Infant Mortality up in U.S., Government Finds

By Maggie Fox

WASHINGTON (Reuters) Feb 12 - While Americans' life expectancy rose again in 2002, the infant mortality rate also rose slightly in what may be a statistical blip, U.S. government statisticians reported on Wednesday.

Overall life expectancy in the United States reached a new high of 77.4 years, up from 77.2 in 2001, the National Center for Health Statistics reported.

It said life expectancy increased for men and women, and for blacks and whites.

But infant mortality increased from a rate of 6.8 infant deaths per 1000 live births in 2001 to a rate of 7.0 per 1000 births in 2002. It was the first year since 1958 that the rate has not declined or remained unchanged.

The report showed that deaths from SIDS continued to fall.

The rise in infant mortality may have been just a blip, according to statisticians who said figures from the first 9 months of 2003 were beginning to suggest this was the case.

Joyce Martin, an expert on poor birth outcome who worked on the report, said the reasons for the rise were not clear. "We simply do not know yet. We don't have all that information," she said in a telephone interview.

Deaths among newborns younger than 28 days were mostly due to birth defects, maternal complications and disorders related to premature delivery and low birth weight.

Martin said it was possible the deaths among very young infants were a statistical anomaly.
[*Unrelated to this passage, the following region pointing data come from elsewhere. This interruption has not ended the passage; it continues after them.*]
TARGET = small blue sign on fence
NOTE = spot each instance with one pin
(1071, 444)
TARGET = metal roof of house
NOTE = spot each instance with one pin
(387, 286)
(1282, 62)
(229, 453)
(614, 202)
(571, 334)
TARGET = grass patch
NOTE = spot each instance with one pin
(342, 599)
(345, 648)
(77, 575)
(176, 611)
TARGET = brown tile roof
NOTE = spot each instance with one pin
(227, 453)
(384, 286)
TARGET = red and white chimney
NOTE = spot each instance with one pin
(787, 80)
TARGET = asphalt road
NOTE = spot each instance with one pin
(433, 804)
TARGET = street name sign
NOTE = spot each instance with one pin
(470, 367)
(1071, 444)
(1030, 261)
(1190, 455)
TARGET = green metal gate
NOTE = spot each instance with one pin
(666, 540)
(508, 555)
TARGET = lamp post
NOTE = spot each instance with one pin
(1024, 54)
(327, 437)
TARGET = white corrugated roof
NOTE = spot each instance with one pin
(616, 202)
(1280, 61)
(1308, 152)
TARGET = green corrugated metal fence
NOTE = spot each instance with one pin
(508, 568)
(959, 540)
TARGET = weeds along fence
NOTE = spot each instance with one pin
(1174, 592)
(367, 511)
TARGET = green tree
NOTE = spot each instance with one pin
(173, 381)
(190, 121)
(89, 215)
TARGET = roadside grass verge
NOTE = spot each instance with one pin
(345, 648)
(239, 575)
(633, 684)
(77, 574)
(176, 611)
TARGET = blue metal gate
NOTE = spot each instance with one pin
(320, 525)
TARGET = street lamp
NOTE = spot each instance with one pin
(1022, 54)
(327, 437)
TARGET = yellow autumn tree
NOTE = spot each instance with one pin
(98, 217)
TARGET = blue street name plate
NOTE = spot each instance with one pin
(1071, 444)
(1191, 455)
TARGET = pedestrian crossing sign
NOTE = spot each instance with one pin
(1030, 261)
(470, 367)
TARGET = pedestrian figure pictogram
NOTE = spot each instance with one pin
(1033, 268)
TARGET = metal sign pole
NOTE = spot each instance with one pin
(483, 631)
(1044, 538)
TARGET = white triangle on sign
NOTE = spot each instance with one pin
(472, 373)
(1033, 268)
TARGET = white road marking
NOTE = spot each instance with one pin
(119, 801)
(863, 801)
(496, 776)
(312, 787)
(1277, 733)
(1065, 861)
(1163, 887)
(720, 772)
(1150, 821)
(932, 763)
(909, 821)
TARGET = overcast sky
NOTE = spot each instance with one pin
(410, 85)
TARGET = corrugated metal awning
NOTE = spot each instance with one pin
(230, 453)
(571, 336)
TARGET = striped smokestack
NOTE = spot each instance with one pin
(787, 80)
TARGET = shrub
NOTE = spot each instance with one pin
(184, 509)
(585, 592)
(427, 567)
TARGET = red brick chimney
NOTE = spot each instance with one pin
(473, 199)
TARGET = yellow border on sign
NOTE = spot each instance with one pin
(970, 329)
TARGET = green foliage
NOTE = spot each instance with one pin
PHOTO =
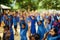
(33, 4)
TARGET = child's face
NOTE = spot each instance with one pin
(39, 23)
(52, 32)
(23, 26)
(32, 38)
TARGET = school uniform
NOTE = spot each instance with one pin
(33, 27)
(48, 27)
(57, 37)
(10, 28)
(15, 22)
(23, 33)
(41, 31)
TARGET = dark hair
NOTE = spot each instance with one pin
(39, 21)
(55, 30)
(24, 25)
(36, 36)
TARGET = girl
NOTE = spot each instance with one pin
(15, 23)
(33, 28)
(41, 29)
(23, 31)
(52, 35)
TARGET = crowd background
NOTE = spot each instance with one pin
(38, 25)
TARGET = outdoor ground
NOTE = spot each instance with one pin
(16, 37)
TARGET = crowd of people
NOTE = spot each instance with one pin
(48, 25)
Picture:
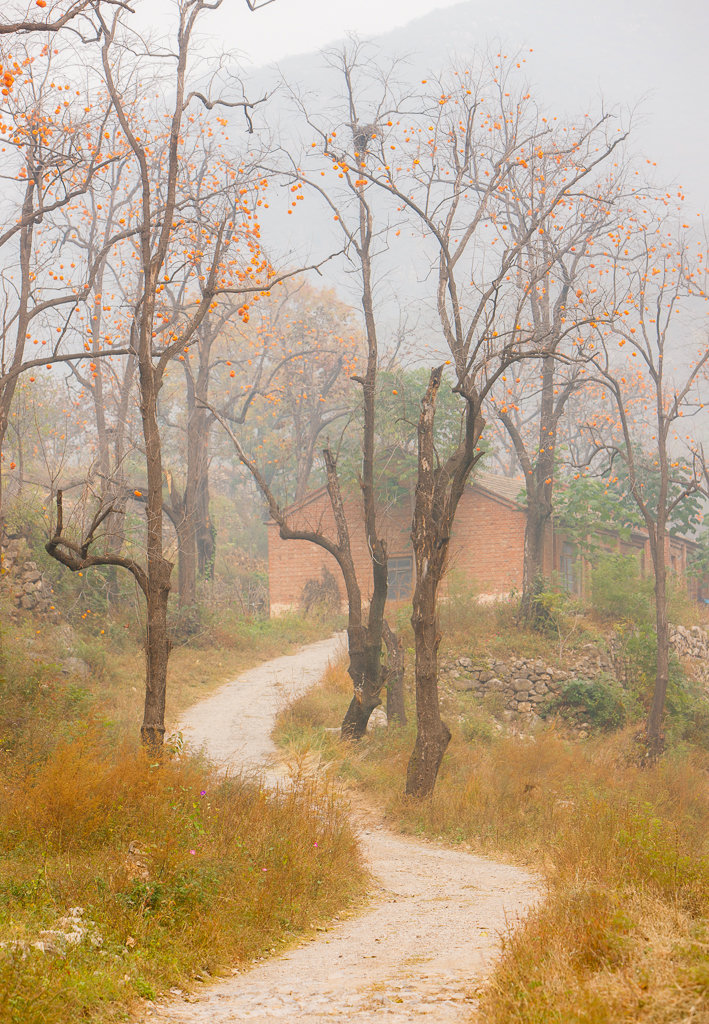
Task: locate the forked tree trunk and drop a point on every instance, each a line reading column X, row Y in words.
column 439, row 489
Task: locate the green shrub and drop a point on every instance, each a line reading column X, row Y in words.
column 618, row 590
column 601, row 701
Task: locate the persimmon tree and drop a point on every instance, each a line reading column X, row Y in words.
column 652, row 367
column 342, row 138
column 170, row 246
column 450, row 167
column 560, row 264
column 55, row 152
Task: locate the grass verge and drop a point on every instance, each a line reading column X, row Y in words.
column 622, row 933
column 176, row 871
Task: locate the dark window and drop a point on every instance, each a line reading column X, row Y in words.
column 400, row 578
column 568, row 567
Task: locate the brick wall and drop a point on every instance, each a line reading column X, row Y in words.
column 487, row 547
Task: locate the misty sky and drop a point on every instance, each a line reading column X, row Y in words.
column 289, row 27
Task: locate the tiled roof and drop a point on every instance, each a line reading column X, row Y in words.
column 508, row 487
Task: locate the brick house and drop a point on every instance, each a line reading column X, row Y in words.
column 486, row 554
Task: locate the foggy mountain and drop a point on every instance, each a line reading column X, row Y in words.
column 645, row 58
column 639, row 54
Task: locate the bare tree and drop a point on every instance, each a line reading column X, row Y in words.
column 656, row 378
column 560, row 301
column 448, row 166
column 168, row 248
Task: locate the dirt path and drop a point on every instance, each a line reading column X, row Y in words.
column 420, row 947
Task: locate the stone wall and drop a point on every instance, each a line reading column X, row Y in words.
column 524, row 683
column 692, row 643
column 29, row 589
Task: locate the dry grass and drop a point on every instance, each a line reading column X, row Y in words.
column 622, row 934
column 181, row 871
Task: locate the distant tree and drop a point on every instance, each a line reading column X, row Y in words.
column 561, row 301
column 656, row 379
column 451, row 165
column 181, row 235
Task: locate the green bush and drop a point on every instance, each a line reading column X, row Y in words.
column 618, row 590
column 600, row 701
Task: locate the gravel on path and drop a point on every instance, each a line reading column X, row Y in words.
column 419, row 948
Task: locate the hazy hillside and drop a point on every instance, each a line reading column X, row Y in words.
column 645, row 57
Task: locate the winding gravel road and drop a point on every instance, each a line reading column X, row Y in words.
column 418, row 949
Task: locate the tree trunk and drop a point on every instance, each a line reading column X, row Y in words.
column 186, row 560
column 436, row 498
column 395, row 708
column 538, row 515
column 157, row 654
column 205, row 531
column 432, row 735
column 655, row 737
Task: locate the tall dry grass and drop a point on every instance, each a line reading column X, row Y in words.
column 623, row 851
column 180, row 870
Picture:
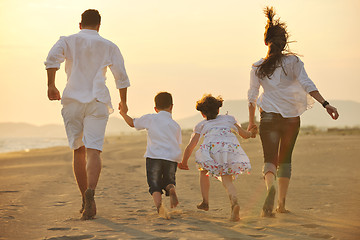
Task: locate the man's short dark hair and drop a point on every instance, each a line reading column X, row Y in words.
column 90, row 17
column 163, row 100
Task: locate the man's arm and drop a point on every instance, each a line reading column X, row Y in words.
column 53, row 92
column 123, row 96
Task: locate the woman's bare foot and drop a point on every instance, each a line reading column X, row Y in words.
column 235, row 209
column 269, row 203
column 173, row 197
column 90, row 206
column 203, row 206
column 163, row 212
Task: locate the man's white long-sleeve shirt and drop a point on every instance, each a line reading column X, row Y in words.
column 87, row 56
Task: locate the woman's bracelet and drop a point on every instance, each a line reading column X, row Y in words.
column 325, row 103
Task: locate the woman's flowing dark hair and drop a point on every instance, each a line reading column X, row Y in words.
column 276, row 37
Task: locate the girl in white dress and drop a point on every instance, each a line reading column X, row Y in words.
column 220, row 154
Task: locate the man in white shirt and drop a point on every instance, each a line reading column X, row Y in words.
column 86, row 99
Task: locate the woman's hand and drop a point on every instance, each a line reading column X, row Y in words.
column 183, row 166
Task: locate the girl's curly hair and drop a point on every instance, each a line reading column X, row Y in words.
column 209, row 106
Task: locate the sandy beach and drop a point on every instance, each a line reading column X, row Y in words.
column 39, row 198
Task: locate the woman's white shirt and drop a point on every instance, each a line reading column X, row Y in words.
column 286, row 91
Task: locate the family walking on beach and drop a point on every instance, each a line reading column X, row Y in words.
column 287, row 93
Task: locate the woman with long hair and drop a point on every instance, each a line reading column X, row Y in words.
column 287, row 93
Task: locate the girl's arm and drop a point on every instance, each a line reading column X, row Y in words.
column 246, row 134
column 188, row 150
column 332, row 111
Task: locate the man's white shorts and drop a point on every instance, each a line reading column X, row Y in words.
column 85, row 123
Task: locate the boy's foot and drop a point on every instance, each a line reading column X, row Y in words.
column 163, row 212
column 203, row 206
column 90, row 206
column 269, row 203
column 82, row 205
column 173, row 197
column 235, row 209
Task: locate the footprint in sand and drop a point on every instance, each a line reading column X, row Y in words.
column 310, row 225
column 195, row 229
column 76, row 237
column 59, row 229
column 321, row 235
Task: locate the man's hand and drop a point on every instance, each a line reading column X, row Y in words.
column 53, row 93
column 123, row 108
column 183, row 166
column 332, row 111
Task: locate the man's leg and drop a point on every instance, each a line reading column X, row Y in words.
column 79, row 167
column 93, row 167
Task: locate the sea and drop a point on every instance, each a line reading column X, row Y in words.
column 27, row 144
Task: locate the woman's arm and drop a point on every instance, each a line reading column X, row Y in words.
column 188, row 150
column 332, row 111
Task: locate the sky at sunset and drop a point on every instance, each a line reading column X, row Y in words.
column 187, row 48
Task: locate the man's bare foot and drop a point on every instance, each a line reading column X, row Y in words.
column 163, row 212
column 282, row 210
column 235, row 209
column 269, row 203
column 203, row 206
column 90, row 206
column 173, row 197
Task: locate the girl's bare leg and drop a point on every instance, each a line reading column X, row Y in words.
column 205, row 188
column 231, row 190
column 283, row 187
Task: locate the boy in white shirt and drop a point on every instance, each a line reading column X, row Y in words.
column 163, row 149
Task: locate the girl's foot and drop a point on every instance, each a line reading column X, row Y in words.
column 82, row 205
column 173, row 197
column 203, row 206
column 269, row 203
column 281, row 207
column 235, row 209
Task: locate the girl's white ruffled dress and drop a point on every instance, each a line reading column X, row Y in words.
column 220, row 153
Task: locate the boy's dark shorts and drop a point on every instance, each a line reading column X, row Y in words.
column 160, row 173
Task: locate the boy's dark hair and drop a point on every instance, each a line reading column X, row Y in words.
column 163, row 100
column 90, row 17
column 209, row 106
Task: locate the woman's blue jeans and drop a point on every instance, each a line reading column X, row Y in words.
column 278, row 136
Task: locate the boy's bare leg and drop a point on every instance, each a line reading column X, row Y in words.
column 283, row 187
column 173, row 197
column 93, row 169
column 159, row 206
column 231, row 190
column 79, row 167
column 205, row 188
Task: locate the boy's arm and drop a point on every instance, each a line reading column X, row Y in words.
column 188, row 150
column 129, row 120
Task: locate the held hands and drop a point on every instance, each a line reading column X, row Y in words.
column 253, row 129
column 123, row 108
column 183, row 166
column 332, row 111
column 53, row 93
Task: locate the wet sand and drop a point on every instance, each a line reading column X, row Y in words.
column 39, row 198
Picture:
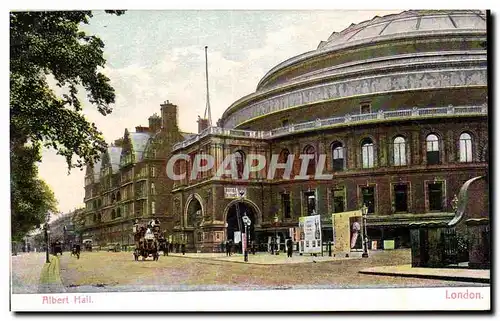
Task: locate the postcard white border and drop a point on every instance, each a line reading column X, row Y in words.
column 403, row 299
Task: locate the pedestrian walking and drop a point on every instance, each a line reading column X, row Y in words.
column 356, row 227
column 229, row 246
column 289, row 244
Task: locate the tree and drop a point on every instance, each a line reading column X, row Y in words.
column 42, row 44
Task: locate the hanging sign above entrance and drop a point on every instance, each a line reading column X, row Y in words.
column 234, row 192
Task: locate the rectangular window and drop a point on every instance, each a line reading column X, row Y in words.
column 432, row 157
column 365, row 108
column 285, row 205
column 367, row 154
column 368, row 198
column 339, row 200
column 310, row 201
column 435, row 196
column 401, row 198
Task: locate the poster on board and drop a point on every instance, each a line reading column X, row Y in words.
column 310, row 234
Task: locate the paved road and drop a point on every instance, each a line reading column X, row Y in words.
column 104, row 272
column 26, row 270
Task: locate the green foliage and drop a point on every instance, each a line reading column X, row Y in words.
column 46, row 43
column 31, row 197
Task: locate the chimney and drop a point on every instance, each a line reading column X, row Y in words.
column 154, row 123
column 169, row 117
column 202, row 124
column 119, row 142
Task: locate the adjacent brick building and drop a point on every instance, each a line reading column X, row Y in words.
column 129, row 182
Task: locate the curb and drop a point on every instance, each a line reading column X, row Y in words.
column 254, row 263
column 435, row 277
column 50, row 278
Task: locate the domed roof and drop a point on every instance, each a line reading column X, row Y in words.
column 412, row 21
column 407, row 24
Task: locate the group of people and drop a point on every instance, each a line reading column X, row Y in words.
column 229, row 247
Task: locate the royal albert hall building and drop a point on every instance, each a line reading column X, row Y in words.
column 397, row 104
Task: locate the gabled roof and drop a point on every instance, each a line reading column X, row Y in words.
column 139, row 142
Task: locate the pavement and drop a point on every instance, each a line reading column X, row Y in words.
column 452, row 274
column 30, row 274
column 26, row 269
column 262, row 258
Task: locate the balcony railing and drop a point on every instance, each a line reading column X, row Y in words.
column 351, row 119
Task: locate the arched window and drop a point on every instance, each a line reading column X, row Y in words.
column 282, row 159
column 337, row 156
column 399, row 151
column 283, row 156
column 311, row 167
column 465, row 148
column 367, row 153
column 240, row 162
column 432, row 149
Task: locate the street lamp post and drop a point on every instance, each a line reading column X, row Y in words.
column 238, row 215
column 246, row 222
column 46, row 230
column 364, row 212
column 276, row 220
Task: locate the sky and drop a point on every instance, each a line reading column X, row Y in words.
column 158, row 55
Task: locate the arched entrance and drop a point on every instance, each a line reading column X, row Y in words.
column 193, row 234
column 234, row 219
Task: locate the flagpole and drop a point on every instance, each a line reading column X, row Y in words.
column 207, row 110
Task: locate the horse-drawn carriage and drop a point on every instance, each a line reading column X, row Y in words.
column 75, row 251
column 146, row 240
column 57, row 247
"We also found the late fetal mortality rate--deaths at 28 weeks gestation or later--also declined at a slightly greater pace than they had in the past," she said.

"What very well may be happening, at least to some extent, is some of those infants that might have died before delivery are being born but dying shortly after birth."

Overall the NCHS recorded 27,977 infant deaths nationwide in 2002, up from 27,568 in 2001, out of about 4 million births a year.

"Factors such as low birth weight, preterm births and multiple births all increase the risk of infant death," NCHS director Dr. Edward Sondik said in a statement. "This year, some of these risk factors may have played a significant role in the increase in infant deaths, but we'll know more as additional data become available."

Among adults, deaths from heart disease, the No. 1 killer, fell 3% and deaths from stroke, the No. 3 killer, also fell 3%. Deaths from cancer, the second leading cause of mortality, fell 1%.

But mortality rates rose for Alzheimer's, influenza and pneumonia and septicemia.

The annual death rate decreased slightly from 855 deaths per 100,000 people in 2001 to 847 deaths per 100,000 in 2002.